31. The capsule of claim 29, wherein the capsule comprises a total of not more than about 0.6 g of the at least two pharmaceutical compositions.

32. The capsule of claim 31, wherein at least one of the at least two different pharmaceutical compositions comprises one or more active ingredients selected from analgesics, antihistamines, decongestants, antitussives, expectorants, vitamins, anti-inflammatories, anti-infectives, antibiotics and laxatives.

33. A process for making a capsule for administration to a human subject, which process comprises filling the capsule with at least two different pharmaceutical compositions, wherein the at least two different compositions have been provided by a granulation method.

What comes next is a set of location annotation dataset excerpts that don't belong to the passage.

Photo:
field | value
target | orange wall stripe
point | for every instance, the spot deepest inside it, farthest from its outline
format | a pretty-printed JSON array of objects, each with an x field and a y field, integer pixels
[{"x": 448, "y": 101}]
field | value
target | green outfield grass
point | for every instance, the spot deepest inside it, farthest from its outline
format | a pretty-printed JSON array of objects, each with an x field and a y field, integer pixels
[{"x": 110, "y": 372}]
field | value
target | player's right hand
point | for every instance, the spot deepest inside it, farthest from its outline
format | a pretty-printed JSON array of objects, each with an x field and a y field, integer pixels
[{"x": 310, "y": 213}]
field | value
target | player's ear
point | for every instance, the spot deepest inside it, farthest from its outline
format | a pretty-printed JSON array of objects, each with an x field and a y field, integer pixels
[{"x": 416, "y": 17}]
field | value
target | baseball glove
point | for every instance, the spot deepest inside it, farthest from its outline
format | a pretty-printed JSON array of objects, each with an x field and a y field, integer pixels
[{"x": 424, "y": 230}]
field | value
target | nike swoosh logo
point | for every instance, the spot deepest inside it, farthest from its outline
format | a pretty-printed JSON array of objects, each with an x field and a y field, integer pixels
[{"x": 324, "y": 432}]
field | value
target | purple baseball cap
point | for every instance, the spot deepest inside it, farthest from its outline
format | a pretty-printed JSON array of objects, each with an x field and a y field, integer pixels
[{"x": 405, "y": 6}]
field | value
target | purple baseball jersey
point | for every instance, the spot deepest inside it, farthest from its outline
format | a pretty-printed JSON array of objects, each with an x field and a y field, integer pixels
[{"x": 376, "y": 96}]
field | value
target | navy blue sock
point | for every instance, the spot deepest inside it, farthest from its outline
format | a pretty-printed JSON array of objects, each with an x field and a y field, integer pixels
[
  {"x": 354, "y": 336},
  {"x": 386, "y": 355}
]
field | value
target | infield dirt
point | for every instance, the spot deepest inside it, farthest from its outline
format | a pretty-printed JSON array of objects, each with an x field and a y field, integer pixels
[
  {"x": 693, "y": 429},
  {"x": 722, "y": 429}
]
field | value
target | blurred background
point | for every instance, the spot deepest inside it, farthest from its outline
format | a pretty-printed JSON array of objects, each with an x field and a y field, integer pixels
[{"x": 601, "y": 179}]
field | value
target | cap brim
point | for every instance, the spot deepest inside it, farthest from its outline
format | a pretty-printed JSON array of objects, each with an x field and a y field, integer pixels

34. The process of claim 33, wherein at least one of the compositions has been obtained by a wet granulation method.

35. The process of claim 33, wherein at least one of the compositions has been obtained by a dry granulation method.

36. The process of claim 33, wherein at least one of the compositions comprises an immediate release composition.

37. The process of claim 33, wherein at least one of the compositions comprises a controlled release composition.

38. The process of claim 33, wherein the at least two different pharmaceutical compositions comprise at least two different active ingredients.

39. The process of claim 38, wherein each of the compositions comprises not more than about 40% by weight of one or more active ingredients, based on a total weight of a composition.

40. The process of claim 36, wherein the immediate release composition comprises at least about 70% by weight of one or more excipients selected from sugars and sugar alcohols, microcrystalline cellulose, dicalcium phosphate, starch, stearic acid and salts thereof, and optionally crosslinked polyvinylpyrrolidone, based on a total weight of all excipients of the composition.

41. The process of claim 40, wherein the immediate release composition comprises at least about 40% by weight of microcrystalline cellulose, based on a total weight of all excipients of the composition.

42. The process of claim 37, wherein the controlled release composition comprises at least about 70% by weight of one or more excipients selected from microcrystalline cellulose, starch and derivatives thereof, cellulose ethers, cellulose esters, copolymers of esters of at least one of acrylic acid and methacrylic acid, sugars and sugar alcohols, alginates, gelatin, polyvinylalcohol, polyvinylpyrrolidone, and stearic acid and salts thereof, based on a total weight of all excipients of the composition.

43. The process of claim 42, wherein the controlled release composition comprises at least about 40% by weight of microcrystalline cellulose, based on a total weight of all excipients of the composition.

44. The process of claim 33, wherein the capsule is filled with a total of not more than about 0.8 g of the at least two different pharmaceutical compositions.